Well, I finally got around to getting this project going. I have 30'feet of flex liner, I'll only need around 27 +/-, so I bought the 25 foot insulation kit. Someone here posted a video from Chimney liner depot, on how to do the install.....that video is a MUST see...HUGE help. My wife and I unrolled the SS chimney and installed the insulation in less than 45 minutes with no trouble. I called 2 freinds to get up on the roof with me and the liner slid right down the 12x18" flue with NO trouble and rested on the damper area of the fire place. I could SQUEEZE the liner through the damper area, but it was very tight and put the SS liner at the front of the fireplace, it really needed to be in the back, to hook to the Summit insert nicley. So I get out the sawzall, after 2 minutes with this tool and the first broken blade, I head out to get a set of torches.....ahhhhh, much better. I cut out more of the damper area than I thought I would, but it made the SS liner fit in there very nice and should hook to the Summit with no trouble (we'll see, after the block off plate is ready and installed.
Thought I'd share a few pics .
http://www.hunt101.com/data/500/medium/100_1309.jpg

http://www.hunt101.com/data/500/medium/100_1312.jpg


----------



## RAY_PA (Aug 4, 2008)

http://www.hunt101.com/data/500/medium/100_1313.jpg

http://www.hunt101.com/data/500/medium/100_1314.jpg


----------



## Byron (Aug 4, 2008)

Thanks for posting!  I'll be doing the same thing in the near future and find myself encouraged by your results.


----------



## RAY_PA (Aug 4, 2008)

probably not, but it will be safer, easier to clean and makes me feel more comfortable with it in there, considering we will be burning 24/7


----------



## begreen (Aug 4, 2008)

Should draw great. However, the wood stove stack should terminate at least a foot above the furnace stack.


----------



## RAY_PA (Aug 4, 2008)

Thanks, BeGreen, I wasnt aware of that. as it sits now, nothing is secured 'permanant' so I can still do that without any problem. Sure glad you mentioned it.

thanks, Ray


----------



## myzamboni (Aug 4, 2008)

BeGreen said:
			
		

> Should draw great. However, the wood stove stack should terminate at least a foot above the furnace stack.

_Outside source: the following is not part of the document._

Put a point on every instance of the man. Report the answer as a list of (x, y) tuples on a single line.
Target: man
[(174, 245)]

That's one thing BG has a knack for . . .answering my questions before I even get to ask them.


----------



## shredd_guy (Dec 2, 2008)

BeGreen said:
			
		

> Should draw great. However, the wood stove stack should terminate at least a foot above the furnace stack.



begreen does that apply to another firplace as well?  I have an upstairs and a downstairs


----------



## struggle (Dec 3, 2008)

shreddguy said:
			
		

> BeGreen said:
> 
> 
> 
> ...



While I cannot answer for BG I have a fireplace upstairs and a wood stove down stairs and this year I extended my fireplace chimney exit top 18" above the wood stove exit and while in the shoulder fire month I no longer get a down draft of smoke from the fireplace as in the past I would stinking up the basement.

It would seem like a good idea and most likely is code to be that way for a gas appliance.


----------



## shredd_guy (Dec 3, 2008)

yea I think I should raise one of them up I have two fire places and my water heater all comming out the same place.  when I would burn conventionally i would get a little down draft on thru the water heater chim.  I will need to make sure my air make up pathway is free as well thanks for the tip.


----------